Macbeth is considered a jinxed play. Because of its dark and supernatural elements, professional and amateur actors feel that a spell has been cast over the play. Jon Finch who played the part of Macbeth in Polanski’s film said:

It’s called the unmentionable play. You’re not allowed to say Macbeth in a theatre or in a dressing room. If you even quote from the play, you have to go outside the dressing room, turn round three times, whistle, spit or something like that. It’s an unlucky play because most of it is performed in the dark and on the battlements and people tend to fall off battlements when they can see the edges of the rostrum or whatever.

Macbeth is one of Shakespeare’s most popular plays. It deals with extreme passion, lust, greed and ambition. Yet it appeals to all people in all times. As John Cox put it: “we can all be Macbeth”.

The meanings of a play emerge indirectly or implicitly via the vicarious personal involvement or identification and empathy of us the responders.

Meaning can be derived from recurring Motifs which unify the plot and provide clues to the composer’s underlying concerns in creating meaning through patterns of design. Variations upon a theme will reinforce the message. Motifs help to foster textual integrity.
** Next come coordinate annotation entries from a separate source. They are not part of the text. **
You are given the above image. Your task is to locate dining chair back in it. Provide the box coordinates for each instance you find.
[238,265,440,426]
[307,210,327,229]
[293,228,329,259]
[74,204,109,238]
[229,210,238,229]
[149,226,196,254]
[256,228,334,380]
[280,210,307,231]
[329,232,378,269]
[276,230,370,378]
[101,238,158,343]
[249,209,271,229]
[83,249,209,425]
Macbeth is a rich minefield of layers and layers of meaning. Shakespeare embodies the moral relativism of the Post-Modernists. One can never be sure whose side he is on. Shakespeare is full of moral and philosophical ambiguities.

As John Bell states:

“he doesn’t commit himself to any one stance….he didn’t have to believe anything. His great objectivity lead to ambivalence because life is ambiguous.